Le droit à l’oubli ayant déjà été beaucoup discuté, il existe certaines solutions pour redevenir anonyme, ou du moins empêcher un accès trop facile à certaines données.

La première issue est bien sûr la prévention des utilisateurs, en les mettant au courant du fait que leurs données et actions sur le web peuvent être répertoriées et utilisées. Par exemple, vous avez pu remarquer qu’un grand nombre de sites internet affichent, lors de votre première visite, un bandeau vous indiquant qu’en poursuivant votre navigation sur ce site, vous acceptez l’utilisation des « cookies » émis par le site en question. (D’après la CNIL, Commission Nationale de l’Informatique et des Libertés, les cookies, aussi appelés traceurs, sont des fichiers textes implantés sur votre ordinateur lors de votre connexion au site et permettant de recueillir vos données de navigation, qui peuvent servir à faire de la publicité ciblée par exemple [1SIa]). La Loi Informatique et Libertés (rappelée en décembre 2013 par une recommandation de la CNIL [1SIb]) indique ainsi que l’utilisation de tout système visant à recueillir les données des internautes (comme les cookies) est soumis à un consentement préalable de l’utilisateur, qui doit donc être demandé par le site qui utilise cette méthode.

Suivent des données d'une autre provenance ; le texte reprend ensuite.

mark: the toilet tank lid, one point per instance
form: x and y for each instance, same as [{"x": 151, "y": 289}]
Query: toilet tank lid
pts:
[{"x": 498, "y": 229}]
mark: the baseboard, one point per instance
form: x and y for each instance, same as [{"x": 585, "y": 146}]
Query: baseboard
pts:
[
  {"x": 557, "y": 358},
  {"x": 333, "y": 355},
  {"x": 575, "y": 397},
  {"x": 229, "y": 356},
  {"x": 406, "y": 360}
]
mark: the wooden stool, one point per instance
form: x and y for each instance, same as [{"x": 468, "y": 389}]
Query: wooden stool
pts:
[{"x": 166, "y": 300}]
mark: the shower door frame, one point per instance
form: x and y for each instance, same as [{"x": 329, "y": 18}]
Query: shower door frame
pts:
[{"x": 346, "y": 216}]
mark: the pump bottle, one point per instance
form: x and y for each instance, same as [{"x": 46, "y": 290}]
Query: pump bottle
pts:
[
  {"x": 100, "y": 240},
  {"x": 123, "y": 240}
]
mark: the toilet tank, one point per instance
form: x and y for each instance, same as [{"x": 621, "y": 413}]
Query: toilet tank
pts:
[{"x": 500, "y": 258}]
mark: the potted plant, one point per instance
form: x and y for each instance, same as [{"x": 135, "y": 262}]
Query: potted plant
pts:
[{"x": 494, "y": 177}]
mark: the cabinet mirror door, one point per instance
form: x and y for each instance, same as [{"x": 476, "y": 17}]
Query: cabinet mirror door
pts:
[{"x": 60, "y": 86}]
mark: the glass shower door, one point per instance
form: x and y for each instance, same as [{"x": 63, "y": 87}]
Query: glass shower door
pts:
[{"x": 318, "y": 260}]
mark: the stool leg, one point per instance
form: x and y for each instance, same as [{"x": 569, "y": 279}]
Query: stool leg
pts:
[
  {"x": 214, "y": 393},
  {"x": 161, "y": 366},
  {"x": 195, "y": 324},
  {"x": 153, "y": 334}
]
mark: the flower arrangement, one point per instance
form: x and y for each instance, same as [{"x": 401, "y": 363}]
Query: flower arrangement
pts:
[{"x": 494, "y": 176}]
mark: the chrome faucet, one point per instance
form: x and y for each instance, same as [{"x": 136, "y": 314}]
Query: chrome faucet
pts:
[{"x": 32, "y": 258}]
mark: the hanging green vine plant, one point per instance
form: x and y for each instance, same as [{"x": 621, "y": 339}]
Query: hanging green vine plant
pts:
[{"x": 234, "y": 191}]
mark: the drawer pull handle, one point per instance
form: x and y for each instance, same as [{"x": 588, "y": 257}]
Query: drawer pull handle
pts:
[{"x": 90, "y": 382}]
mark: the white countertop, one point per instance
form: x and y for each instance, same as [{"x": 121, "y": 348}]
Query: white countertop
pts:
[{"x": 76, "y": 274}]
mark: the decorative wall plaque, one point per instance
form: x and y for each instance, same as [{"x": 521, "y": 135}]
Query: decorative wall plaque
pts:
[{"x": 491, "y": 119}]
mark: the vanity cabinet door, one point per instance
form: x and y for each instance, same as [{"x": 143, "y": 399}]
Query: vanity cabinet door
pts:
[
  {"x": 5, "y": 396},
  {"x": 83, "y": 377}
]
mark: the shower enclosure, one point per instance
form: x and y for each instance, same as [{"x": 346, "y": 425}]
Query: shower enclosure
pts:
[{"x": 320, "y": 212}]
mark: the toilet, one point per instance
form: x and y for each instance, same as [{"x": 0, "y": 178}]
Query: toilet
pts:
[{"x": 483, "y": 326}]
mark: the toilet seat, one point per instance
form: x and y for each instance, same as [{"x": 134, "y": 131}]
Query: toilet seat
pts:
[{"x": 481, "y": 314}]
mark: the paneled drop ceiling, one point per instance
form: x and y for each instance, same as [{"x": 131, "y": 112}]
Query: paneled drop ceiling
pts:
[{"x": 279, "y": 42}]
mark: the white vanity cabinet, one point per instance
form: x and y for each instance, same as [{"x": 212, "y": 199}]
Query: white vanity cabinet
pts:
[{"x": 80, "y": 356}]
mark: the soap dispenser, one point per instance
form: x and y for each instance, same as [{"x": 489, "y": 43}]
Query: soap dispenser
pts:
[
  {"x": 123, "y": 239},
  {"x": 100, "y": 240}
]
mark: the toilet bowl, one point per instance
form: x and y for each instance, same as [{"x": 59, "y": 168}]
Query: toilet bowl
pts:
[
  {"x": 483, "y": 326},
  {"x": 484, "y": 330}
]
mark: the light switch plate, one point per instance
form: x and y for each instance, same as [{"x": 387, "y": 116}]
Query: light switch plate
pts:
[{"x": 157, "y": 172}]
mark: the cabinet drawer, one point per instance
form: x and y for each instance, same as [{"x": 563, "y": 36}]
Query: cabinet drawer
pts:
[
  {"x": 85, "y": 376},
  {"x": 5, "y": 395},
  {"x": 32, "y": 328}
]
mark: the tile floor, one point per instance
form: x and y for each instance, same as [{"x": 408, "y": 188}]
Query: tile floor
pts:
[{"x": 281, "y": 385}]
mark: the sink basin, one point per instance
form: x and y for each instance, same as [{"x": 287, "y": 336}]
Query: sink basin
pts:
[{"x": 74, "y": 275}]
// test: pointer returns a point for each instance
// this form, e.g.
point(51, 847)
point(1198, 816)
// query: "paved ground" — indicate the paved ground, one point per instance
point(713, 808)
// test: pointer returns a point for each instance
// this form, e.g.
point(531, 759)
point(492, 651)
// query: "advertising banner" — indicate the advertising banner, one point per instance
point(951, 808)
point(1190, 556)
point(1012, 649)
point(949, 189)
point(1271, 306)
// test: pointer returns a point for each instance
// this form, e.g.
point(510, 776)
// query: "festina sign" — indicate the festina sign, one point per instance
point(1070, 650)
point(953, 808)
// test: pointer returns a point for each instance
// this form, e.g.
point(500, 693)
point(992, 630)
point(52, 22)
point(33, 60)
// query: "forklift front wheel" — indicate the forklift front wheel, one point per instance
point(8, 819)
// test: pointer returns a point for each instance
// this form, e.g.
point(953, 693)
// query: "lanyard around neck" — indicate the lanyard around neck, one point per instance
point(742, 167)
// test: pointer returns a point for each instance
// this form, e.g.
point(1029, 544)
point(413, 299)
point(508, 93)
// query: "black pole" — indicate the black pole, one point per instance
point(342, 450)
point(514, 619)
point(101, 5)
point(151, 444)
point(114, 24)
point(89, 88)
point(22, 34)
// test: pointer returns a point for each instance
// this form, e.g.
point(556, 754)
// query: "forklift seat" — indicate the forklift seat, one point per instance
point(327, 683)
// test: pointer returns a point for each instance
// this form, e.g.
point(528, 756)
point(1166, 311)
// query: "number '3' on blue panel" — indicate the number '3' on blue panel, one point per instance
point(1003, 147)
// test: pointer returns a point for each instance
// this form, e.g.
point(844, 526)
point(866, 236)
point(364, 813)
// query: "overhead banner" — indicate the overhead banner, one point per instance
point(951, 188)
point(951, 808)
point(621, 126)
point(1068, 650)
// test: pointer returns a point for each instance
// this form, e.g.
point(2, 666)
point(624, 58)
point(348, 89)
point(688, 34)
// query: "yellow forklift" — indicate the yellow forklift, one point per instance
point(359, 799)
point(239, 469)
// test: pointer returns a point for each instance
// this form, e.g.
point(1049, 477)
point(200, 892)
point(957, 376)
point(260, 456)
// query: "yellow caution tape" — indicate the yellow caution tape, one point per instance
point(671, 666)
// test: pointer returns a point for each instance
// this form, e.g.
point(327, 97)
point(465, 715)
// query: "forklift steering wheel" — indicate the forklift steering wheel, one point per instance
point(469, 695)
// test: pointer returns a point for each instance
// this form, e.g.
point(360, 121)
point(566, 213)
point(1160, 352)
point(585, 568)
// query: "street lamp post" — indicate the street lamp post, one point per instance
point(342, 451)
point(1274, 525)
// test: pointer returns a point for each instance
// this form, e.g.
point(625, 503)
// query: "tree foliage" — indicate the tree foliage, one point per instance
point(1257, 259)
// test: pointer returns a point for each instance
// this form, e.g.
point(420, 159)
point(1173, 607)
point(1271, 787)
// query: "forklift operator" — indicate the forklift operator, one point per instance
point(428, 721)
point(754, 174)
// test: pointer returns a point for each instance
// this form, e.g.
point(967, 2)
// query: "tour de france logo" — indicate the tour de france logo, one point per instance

Une deuxième solution consiste simplement à demander à Google de déréférencer les pages que l’on ne veut plus voir apparaître lorsque l’on tape certains mots-clés. En effet, depuis la fin du mois de mai 2014 et suite à un arrêt de la CJUE (Cour de Justice de l’Union Européenne), Google propose un formulaire de droit à l’oubli, permettant aux internautes de faire cette demande (formulaire que vous pouvez retrouver ici) [10P]. Ce formulaire a l’avantage d’être rapide et gratuit [8P]. Il suffit de renseigner son nom, son prénom, une adresse e-mail, l’adresse de la page que l’on veut déréférencer, de joindre une photocopie d’une pièce d’identité, et bien sûr il faut expliquer les raisons de cette demande. Cependant les requêtes sont traitées au cas par cas par le groupe Google lui-même, et ne sont pas toujours acceptées car elles doivent correspondre à certains critères. Il faut par exemple que l’information soit réellement obsolète, mensongère ou très ancienne (et jugée comme telle par les services de Google). Une information jugée d’utilité publique aura beaucoup moins de chances d’être enlevée. Comme l’explique Benoît Tabaka, « Google apprécie la demande au regard du contexte du moment donné [2E]. »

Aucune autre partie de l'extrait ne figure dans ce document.